How Should Enterprise ML Teams Structure Agent Development?

For Enterprise AI/ML team leads · Based on Hetzel Agent Team Composition Framework

// TL;DR

If you lead an enterprise ML or data science team that has been handed agentic AI development, you are at high risk of the isolation mistake — trying to build agents with only data scientists. The Hetzel Agent Team Composition Framework shows you how to augment your team with systems engineers for orchestration and domain experts for context engineering, while refocusing your data scientists on guardrails and LLM-as-judge validation. Use this framework when your agent POC isn't reaching production or when your team is struggling despite strong ML skills.

Why Is My ML Team Struggling to Build Production Agents?

The most common reason enterprise ML teams stall on agent development is the isolation mistake: the organization assigned agent work to your team because generative AI has 'AI' in the name, and your team is now trying to apply a traditional ML workflow to a fundamentally different problem.

The foundational LLM has already been trained and deployed by Anthropic, OpenAI, or another provider. The entire upstream pipeline — data ingestion, training, cross-validation, deployment — is done. Your team's instinct to recreate that workflow is natural but counterproductive. Agent development happens downstream of the model: in context engineering, systems orchestration, evaluation, and observability.

What Roles Are Missing From My Agent Team?

The Hetzel framework requires three role types on every agent team:

1. Data Scientists / ML Engineers — Own guardrails, LLM-as-judge validation, labelled dataset creation, and fine-tuning only when required.

2. Product / Systems Engineers — Own API integration, distributed multi-agent orchestration, infrastructure, and the eval-observability pipeline.

3. Domain Experts / Subject Matter Experts / Product Managers — Own prompt and context engineering, human annotation, and defining what good agent behavior looks like.

If your team is 100% data scientists, you are missing two of three role types. This is the structural root cause of most enterprise agent team failures.

Audit your team today: list every person assigned to agent work and their background. Flag missing role types. Then begin recruiting or borrowing the missing capabilities from adjacent teams.

How Should I Reassign My Data Scientists on the Agent Team?

Do not ask data scientists to generically 'own agents.' Their unique value on an agent team is threefold:

- Guardrails and risk assessment: They are the adults in the room who remind everyone that the LLM is predicting tokens, not knowing things. They stress-test outputs and flag overconfidence.

- LLM-as-judge validation: They create labelled datasets and apply precision, recall, and F1 to measure whether your automated evaluator actually agrees with human judgment. Without this, eval drift goes undetected.

- Fine-tuning (when required): This is rare. Before assigning data scientists to fine-tune, confirm the problem cannot be solved with better context engineering.

If your data scientists are doing systems engineering or prompt writing, that is a misallocation. Move them to where their statistical expertise creates irreplaceable value.

How Do I Bring Domain Experts Into the Agent Workflow?

Identify the people in your organization who are closest to the problem your agent is solving. For a loan processing agent, that is loan officers and underwriters. For a customer support agent, that is support team leads.

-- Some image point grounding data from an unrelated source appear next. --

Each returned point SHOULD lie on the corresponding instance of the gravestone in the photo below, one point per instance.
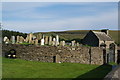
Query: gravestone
(53, 42)
(50, 40)
(5, 38)
(36, 41)
(56, 58)
(39, 36)
(46, 40)
(57, 40)
(18, 39)
(30, 37)
(77, 44)
(7, 41)
(73, 43)
(13, 39)
(62, 43)
(27, 38)
(21, 39)
(42, 41)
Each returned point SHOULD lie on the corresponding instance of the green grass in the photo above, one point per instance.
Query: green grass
(16, 68)
(80, 34)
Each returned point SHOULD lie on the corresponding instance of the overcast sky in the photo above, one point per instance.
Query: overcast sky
(59, 16)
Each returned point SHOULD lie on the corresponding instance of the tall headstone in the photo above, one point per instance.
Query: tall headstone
(46, 40)
(21, 39)
(18, 39)
(13, 39)
(62, 43)
(57, 40)
(30, 37)
(5, 38)
(73, 43)
(27, 38)
(39, 36)
(50, 40)
(36, 41)
(77, 44)
(53, 42)
(7, 41)
(42, 41)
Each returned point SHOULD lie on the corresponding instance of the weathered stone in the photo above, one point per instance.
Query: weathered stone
(46, 40)
(57, 40)
(13, 39)
(53, 42)
(73, 43)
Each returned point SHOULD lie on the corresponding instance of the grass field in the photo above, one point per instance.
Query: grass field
(80, 34)
(16, 68)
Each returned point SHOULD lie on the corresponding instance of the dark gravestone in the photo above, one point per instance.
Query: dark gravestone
(11, 54)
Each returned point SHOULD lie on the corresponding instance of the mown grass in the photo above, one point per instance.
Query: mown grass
(16, 68)
(80, 34)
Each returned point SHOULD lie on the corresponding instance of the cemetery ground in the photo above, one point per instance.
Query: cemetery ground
(17, 68)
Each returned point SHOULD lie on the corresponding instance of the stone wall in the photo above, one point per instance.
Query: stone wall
(85, 55)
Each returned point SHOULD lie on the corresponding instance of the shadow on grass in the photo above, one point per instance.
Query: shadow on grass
(96, 74)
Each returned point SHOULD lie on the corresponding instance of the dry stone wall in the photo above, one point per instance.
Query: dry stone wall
(84, 55)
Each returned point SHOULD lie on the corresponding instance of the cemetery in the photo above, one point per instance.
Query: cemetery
(50, 49)
(53, 57)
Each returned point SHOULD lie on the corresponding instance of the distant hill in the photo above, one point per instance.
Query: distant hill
(9, 33)
(79, 34)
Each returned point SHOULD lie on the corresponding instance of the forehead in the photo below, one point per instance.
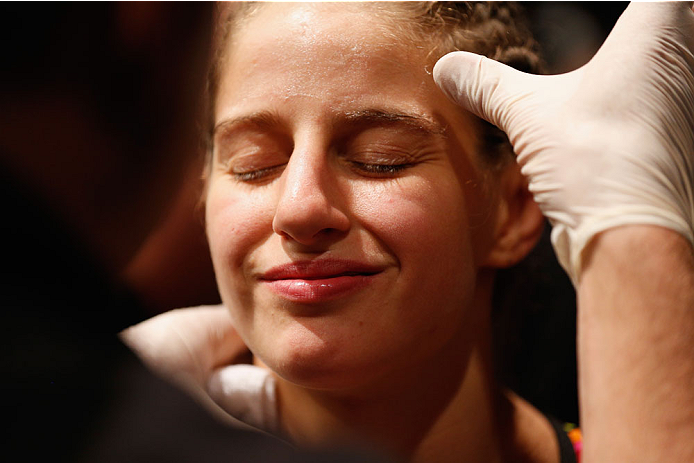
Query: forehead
(341, 54)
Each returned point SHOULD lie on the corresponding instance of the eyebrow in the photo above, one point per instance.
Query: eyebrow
(385, 117)
(365, 117)
(260, 119)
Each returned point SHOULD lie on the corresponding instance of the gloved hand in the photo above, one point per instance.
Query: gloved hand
(196, 348)
(609, 144)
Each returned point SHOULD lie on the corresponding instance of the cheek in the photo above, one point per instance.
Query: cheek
(421, 221)
(235, 224)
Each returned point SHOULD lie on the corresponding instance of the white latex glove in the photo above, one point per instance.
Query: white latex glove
(609, 144)
(196, 348)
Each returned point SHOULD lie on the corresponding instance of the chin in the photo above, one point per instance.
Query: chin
(314, 362)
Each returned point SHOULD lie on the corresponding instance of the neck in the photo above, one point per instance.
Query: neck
(435, 410)
(444, 409)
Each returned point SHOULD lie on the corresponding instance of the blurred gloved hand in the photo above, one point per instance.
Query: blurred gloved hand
(197, 348)
(609, 144)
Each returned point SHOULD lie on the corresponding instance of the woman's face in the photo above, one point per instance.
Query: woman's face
(344, 213)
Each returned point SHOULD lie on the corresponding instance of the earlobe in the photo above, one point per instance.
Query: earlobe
(519, 221)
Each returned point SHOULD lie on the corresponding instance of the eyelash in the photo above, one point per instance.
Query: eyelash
(381, 169)
(376, 170)
(256, 175)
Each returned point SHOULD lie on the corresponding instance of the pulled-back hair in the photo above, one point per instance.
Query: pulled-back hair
(497, 30)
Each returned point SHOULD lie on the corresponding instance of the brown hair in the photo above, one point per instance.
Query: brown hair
(497, 30)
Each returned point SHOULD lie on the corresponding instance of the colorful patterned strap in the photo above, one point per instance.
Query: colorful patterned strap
(576, 438)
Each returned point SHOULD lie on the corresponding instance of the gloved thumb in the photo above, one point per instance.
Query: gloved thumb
(490, 90)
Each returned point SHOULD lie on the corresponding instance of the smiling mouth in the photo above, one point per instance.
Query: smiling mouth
(318, 281)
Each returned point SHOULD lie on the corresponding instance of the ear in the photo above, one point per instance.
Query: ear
(519, 221)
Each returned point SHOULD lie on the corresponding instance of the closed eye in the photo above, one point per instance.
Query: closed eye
(258, 175)
(381, 170)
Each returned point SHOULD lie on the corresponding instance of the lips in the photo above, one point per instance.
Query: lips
(319, 280)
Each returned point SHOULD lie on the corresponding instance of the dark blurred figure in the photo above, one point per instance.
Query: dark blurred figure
(97, 117)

Give these domain experts direct control over — or significant input into — the prompts and context seeded into the agent. Do not gate this behind a technical intermediary. They should also be your primary human annotators, reviewing agent traces and labelling whether the agent performed well and why.

Domain experts have the highest proximity to the problem, which means they hold disproportionate value for context engineering and functional evaluation. Engineers will never anticipate the edge cases that domain experts encounter daily.

What Should I Do Next?

Start with the audit: classify your organization as Traditional Enterprise, list your current team members and roles, and identify gaps against the three required role types. Then reassign existing data scientists to guardrails and eval validation, recruit or borrow a systems engineer for orchestration, and schedule your first context engineering session with domain experts. Implement observability from day one so production traces can be annotated by domain experts immediately.

// FREQUENTLY ASKED QUESTIONS

Should my ML team own the entire AI agent project?

No — this is the isolation mistake. Your ML team should own guardrails, eval validation, and fine-tuning when needed, but agent projects also require systems engineers for orchestration and infrastructure, and domain experts for context engineering and human annotation. Build a cross-functional team rather than isolating agent work within ML.

How do I justify adding non-data-science roles to my agent team?

The foundational model is already built by providers like OpenAI and Anthropic. Agent work is primarily systems engineering (orchestration, APIs, infrastructure) and context engineering (prompts, instructions). These require skills your data science team likely lacks. Frame it as filling capability gaps, not adding headcount — the team cannot reach production without these roles.

What is the first step for an enterprise ML team adopting the Hetzel framework?

Audit your current team composition against the three required role types: data scientists, systems/product engineers, and domain experts. Flag any role type that is absent or underrepresented. Then reassign data scientists from generic agent development to their highest-leverage work — guardrails and LLM-as-judge validation — and recruit the missing roles.